The draft guidelines span more than 100 pages and raise a host of issues. This post zeroes in on one that should give competition lawyers pause: the quiet politicization of competition law through soft-law instruments that sidestep—and ultimately erode—the coherence of established frameworks.

On the surface, the document updates the European Union’s merger-review framework. Read more closely, and a different project emerges: a systematic effort to advance industrial policy through competition law, dressed up as technical refinement.

What follows breaks down how the guidelines do this, the mechanisms they deploy, and why that trajectory should concern you.

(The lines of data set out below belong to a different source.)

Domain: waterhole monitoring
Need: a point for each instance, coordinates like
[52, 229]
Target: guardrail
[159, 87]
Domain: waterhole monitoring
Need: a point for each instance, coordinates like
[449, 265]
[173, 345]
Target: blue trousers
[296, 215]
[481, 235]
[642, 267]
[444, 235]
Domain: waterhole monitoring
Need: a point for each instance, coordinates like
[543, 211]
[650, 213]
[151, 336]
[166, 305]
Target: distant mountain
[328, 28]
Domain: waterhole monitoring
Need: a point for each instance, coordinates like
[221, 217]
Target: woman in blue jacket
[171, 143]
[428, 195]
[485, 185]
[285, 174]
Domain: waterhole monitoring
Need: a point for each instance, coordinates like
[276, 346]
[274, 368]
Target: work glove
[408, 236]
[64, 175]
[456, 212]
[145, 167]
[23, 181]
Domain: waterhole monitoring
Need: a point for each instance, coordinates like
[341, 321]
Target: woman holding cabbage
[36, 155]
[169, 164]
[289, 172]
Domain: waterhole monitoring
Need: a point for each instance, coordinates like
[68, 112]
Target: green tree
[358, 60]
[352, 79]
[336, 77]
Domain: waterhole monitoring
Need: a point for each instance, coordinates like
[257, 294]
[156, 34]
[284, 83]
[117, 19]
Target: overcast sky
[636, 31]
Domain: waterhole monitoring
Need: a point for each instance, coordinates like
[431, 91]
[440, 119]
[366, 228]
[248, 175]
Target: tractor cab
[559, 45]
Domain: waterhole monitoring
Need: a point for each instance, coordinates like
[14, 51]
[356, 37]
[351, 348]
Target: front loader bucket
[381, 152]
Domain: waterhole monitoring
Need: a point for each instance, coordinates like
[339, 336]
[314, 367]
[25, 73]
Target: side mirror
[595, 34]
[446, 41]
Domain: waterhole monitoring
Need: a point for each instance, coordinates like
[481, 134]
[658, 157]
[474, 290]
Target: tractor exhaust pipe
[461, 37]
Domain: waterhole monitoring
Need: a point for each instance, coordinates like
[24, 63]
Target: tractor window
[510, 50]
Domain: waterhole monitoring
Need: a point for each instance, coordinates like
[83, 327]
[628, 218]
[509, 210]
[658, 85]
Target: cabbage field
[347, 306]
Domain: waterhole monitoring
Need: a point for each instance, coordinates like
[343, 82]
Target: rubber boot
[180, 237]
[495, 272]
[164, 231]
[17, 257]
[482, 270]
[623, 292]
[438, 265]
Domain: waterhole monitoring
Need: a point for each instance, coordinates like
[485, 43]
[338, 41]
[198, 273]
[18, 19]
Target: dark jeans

Nothing New Here (Except What’s New)

It is true, as some have argued, that much of the document codifies existing case law. Its treatment of market shares and Herfindahl-Hirschman Index (HHI) thresholds, the counterfactual framework, the failing-firm doctrine, and much of the foreclosure analysis tracks established European Commission practice and court-endorsed principles. Guidelines that do this perform their proper function, i.e., they codify rather than create new law.

The problem lies in what’s actually new. Those elements appear to do something quite different.

The most consequential expansion concerns “parameters of competition.” Paragraph 20 states that: 

Non-price competition can encompass a variety of parameters to the extent they are relevant for the competitive process in the markets at hand, including output and quality in various aspects, also covering choice (which may include media and cultural diversity), capacity, investment, innovation , privacy, sustainability, resilience (including security of supply). A merger can have an impact on one or multiple parameters of competition, and that impact is subject to an overall assessment. Many non-price parameters are not readily subject to quantification. Some of them, among other things, may also reflect the objectives of EU policies recognised by the Treaties.

In addition: 

The Commission enjoys a margin of discretion in weighing such price and non-price parameters of competition in the balancing exercise in order to establish an overall assessment of the merger’s effects on businesses and consumers.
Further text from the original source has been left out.